Was die britischen Ermittler sicherstellten, war eine trickreich aufgebaute Bombe: Die Terroristen füllten einen Teil einer Medizinspritze aus Plastik mit bis zu fünf Gramm Bleiazid auf, einer entzündbaren Masse, die auch in militärischen Sprengkapseln eingesetzt wird. Das Spritzenstück war eingebettet in weißes Pulver, 400 Gramm Nitropenta (PETN). In das Bleiazid eingetaucht war eine zerbrochene Leuchtdiode, daran angeschlossen Platine und Batterie eines Handys.

Die Zündung sollte laut einem Dossier des BKA erfolgen, wenn das angeschlossene Handy den vorher eingestellten Alarm auslöst. Die Diode würde dann erleuchten, sich erwärmen und das Bleiazid entflammen, das wiederum das Nitropenta zünden würde - eine potentiell tödliche Kettenreaktion.

Der Sprengstoff PETN, stellen britische Kriminaltechniker fest, sei "von äußerst hoher Konzentration". Die Herstellung im Jemen setze "eine Logistik voraus, über die nur staatliche Einrichtungen verfügen dürften", heißt es im Dossier der Ermittler.

Zöllner klagen über gravierende Kontrollmängel

Die Explosion, so jedenfalls der erste Befund der britischen Ermittler, wäre ein "supersonic blast" gewesen, der in jedem Fall die Bordwand durchschlagen und ein Flugzeug zum Absturz gebracht hätte. Auch wenn bei einem Anschlag auf einen Frachtjet nur wenige Menschen getötet worden wären, so eine Analyse, wäre die symbolische Wirkung immens gewesen.

Die nun aufgedeckte Panne in Deutschland verdeutlicht die bisher eher laxe Handhabe bei einem Bereich der Frachtkontrollen. So berichteten Zöllner auf dem Flughafen Köln/Bonn, dass die Identifizierungen von verdächtigen Paketen über die Frachtlisten in der Praxis oft ins Leere laufen.
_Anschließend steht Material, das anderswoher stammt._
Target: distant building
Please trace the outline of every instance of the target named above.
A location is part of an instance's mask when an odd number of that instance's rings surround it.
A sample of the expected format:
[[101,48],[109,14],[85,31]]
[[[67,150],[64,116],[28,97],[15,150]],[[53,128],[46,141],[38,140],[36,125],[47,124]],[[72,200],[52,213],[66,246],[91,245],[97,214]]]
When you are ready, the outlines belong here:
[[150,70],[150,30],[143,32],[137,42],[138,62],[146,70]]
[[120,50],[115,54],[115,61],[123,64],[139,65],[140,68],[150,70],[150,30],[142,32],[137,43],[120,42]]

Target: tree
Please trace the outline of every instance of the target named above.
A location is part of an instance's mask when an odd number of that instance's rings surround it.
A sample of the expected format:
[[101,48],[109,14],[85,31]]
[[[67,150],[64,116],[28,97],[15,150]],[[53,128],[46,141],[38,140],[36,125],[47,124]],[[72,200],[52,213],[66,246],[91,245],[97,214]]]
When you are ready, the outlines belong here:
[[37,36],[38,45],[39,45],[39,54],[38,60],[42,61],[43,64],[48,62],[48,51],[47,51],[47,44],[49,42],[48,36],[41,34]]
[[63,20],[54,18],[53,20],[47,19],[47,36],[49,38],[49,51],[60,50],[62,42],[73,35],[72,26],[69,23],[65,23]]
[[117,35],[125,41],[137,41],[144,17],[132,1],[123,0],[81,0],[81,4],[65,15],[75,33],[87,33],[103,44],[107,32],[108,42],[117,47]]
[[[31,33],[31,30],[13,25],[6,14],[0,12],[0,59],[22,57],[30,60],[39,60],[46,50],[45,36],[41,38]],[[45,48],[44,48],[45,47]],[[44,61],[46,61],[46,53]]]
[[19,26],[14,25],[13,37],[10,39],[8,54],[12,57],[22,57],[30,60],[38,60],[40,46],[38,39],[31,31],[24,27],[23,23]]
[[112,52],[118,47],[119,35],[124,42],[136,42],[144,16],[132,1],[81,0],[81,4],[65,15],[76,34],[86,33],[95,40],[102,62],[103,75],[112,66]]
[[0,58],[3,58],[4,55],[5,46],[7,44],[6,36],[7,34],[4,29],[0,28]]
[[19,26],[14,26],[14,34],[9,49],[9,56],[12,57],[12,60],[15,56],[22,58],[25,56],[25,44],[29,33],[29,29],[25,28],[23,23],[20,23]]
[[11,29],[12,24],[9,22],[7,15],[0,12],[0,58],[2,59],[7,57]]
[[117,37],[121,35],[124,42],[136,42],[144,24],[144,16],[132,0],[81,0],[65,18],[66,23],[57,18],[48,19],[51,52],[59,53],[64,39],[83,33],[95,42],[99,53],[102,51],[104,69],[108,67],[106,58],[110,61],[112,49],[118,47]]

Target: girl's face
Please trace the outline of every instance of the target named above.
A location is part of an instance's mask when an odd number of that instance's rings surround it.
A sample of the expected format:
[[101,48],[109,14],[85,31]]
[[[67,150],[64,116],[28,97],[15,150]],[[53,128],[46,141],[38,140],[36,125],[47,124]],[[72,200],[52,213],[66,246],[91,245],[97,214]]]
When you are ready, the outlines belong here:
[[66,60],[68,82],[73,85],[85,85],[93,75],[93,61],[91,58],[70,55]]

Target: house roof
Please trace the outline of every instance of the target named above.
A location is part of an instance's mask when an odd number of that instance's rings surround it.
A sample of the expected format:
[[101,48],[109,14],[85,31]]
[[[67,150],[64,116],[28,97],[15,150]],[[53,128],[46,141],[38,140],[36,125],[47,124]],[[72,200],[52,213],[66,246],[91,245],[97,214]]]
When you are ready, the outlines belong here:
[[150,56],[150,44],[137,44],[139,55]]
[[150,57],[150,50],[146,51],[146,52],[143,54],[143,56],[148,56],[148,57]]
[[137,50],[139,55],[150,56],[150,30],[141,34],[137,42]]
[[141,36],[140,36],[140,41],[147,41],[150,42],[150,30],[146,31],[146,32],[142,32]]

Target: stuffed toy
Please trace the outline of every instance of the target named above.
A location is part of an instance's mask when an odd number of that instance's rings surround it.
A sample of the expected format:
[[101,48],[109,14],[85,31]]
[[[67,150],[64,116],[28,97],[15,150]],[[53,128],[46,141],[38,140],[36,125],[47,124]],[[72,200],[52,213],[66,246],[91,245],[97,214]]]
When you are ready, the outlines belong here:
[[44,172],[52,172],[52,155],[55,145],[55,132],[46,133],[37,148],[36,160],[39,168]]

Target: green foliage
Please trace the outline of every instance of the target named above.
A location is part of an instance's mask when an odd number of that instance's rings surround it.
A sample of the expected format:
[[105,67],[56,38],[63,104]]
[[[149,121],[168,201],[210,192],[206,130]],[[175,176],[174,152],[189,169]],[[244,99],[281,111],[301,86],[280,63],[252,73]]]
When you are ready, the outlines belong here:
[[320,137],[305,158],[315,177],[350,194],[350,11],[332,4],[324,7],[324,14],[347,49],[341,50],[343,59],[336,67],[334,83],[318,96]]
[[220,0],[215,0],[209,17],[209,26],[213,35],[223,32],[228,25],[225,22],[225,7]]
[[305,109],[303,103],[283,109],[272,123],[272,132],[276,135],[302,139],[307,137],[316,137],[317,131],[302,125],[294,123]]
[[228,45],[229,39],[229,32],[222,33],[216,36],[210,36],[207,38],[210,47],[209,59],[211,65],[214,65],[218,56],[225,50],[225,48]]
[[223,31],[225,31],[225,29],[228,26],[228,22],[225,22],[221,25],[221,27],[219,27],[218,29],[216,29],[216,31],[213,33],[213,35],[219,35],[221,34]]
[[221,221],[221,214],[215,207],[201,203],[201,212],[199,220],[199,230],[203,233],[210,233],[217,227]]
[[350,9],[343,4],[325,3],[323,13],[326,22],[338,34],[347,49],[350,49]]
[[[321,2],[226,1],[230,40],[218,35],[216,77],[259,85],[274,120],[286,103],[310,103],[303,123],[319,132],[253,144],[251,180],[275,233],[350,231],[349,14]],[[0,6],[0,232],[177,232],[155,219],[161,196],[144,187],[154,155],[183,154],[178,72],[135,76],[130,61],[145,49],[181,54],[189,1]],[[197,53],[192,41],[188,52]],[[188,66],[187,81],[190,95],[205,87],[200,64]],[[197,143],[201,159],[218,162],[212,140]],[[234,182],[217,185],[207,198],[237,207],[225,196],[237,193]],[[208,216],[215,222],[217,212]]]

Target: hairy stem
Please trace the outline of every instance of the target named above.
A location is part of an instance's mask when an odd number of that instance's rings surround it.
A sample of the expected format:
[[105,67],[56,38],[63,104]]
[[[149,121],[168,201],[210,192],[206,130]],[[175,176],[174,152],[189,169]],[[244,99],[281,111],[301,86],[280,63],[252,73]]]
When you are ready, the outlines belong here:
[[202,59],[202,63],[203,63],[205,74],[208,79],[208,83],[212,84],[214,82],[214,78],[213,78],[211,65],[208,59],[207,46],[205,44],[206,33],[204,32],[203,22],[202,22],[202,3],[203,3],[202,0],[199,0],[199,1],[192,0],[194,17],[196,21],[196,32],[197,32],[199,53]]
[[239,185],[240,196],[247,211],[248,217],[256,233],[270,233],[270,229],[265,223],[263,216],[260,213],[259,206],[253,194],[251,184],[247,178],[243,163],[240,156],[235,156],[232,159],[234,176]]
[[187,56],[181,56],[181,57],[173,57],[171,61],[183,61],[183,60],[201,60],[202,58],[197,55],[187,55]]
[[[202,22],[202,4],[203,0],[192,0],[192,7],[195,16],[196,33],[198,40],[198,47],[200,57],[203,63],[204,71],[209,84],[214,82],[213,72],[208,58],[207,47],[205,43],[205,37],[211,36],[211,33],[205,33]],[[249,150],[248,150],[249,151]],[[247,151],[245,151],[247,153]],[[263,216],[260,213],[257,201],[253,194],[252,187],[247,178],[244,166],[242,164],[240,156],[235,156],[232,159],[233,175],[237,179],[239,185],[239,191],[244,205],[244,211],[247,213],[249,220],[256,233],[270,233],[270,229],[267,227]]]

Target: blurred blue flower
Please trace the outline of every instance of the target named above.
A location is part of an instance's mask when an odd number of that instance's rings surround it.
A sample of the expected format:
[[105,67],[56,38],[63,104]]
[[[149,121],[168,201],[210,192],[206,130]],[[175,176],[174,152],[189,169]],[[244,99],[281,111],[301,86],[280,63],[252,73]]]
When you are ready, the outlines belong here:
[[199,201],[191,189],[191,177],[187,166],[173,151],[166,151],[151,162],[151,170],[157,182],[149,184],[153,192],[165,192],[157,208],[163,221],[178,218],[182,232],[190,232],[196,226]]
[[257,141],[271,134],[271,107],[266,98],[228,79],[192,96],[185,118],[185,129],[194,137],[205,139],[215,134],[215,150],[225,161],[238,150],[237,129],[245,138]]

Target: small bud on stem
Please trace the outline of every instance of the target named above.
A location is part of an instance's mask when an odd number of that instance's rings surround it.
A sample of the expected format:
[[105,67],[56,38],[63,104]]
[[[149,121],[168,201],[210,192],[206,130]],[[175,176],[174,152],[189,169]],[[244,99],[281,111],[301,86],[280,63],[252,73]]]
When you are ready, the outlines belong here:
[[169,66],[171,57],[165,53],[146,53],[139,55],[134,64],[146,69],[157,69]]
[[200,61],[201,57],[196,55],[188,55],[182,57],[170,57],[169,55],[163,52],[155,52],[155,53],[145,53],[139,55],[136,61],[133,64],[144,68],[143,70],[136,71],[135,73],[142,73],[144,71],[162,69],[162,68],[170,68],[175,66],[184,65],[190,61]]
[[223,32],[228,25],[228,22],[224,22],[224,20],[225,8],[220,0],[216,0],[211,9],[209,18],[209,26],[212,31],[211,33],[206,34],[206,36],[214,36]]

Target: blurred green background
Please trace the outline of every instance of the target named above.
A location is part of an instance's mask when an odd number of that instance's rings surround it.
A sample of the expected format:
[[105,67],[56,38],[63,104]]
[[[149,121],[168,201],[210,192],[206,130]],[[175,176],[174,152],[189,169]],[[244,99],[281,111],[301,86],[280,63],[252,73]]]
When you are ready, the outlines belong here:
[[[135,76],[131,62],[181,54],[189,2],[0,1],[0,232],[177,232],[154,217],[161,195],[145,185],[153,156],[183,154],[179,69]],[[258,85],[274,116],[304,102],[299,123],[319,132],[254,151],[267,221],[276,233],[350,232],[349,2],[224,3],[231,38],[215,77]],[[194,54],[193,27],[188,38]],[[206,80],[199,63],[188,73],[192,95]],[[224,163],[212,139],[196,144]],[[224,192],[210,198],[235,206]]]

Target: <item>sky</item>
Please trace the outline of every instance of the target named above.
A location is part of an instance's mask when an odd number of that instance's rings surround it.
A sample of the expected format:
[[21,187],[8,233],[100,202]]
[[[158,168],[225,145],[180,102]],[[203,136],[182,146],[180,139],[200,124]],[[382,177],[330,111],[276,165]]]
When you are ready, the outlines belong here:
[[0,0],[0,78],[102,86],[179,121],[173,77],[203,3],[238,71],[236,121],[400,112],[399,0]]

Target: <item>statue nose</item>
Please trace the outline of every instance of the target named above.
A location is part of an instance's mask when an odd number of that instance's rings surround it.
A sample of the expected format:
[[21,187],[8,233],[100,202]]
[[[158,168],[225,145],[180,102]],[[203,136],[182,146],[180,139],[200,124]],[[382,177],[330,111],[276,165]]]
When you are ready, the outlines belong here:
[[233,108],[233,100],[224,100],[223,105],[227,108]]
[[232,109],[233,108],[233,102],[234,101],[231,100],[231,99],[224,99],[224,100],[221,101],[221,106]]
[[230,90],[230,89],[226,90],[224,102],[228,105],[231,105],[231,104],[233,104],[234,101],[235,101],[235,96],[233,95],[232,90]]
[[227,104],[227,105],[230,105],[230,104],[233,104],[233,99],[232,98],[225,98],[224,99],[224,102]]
Demnach kommt es in mehr als einem Drittel der Fälle trotz eines Verdachts der Zöllner nicht zur Kontrolle. Diese Lieferungen, so berichtet ein Beamter resigniert, seien "schon wieder in der Luft", wenn die Beamten sie sehen wollten.

In Sicherheitskreisen hieß es, der Fall sei ein weiteres Beispiel für die undurchsichtigen Kontrollebenen für Luftfracht. Allerdings wiesen Experten auch darauf hin, dass der Sprengstoff aus dem Jemen so professionell versteckt war, dass ihn die Zöllner selbst bei einer Kontrolle durch Beamte vielleicht nicht entdeckt hätten. Trotzdem sei die Informationspanne nicht hinnehmbar, hieß es.

Ob die peinliche Panne Folgen haben wird, ist unklar. Der Paketdienst UPS teilte auf Anfrage mit, der Zoll habe das Paket erst am Nachmittag des 29. Oktober zum Sicherheitscheck angefordert, da aber sei es schon in England gewesen. Man überprüfe nun noch einmal die Vorgänge und wolle bis dahin keinen weiteren Kommentar abgeben.

Das Bundesfinanzministerium teilte indes mit, "eine vollständige körperliche Kontrolle des gesamten Warenverkehrs" sei aufgrund der schieren Menge "nicht möglich". Allerdings würde die "sogenannte Sicherheitsrisikoanalyse", durch die auch das Jemen-Paket auffällig wurde, "insbesondere hinsichtlich der zur Verfügung stehenden Daten sowie der Analysemöglichkeiten umfassend erweitert".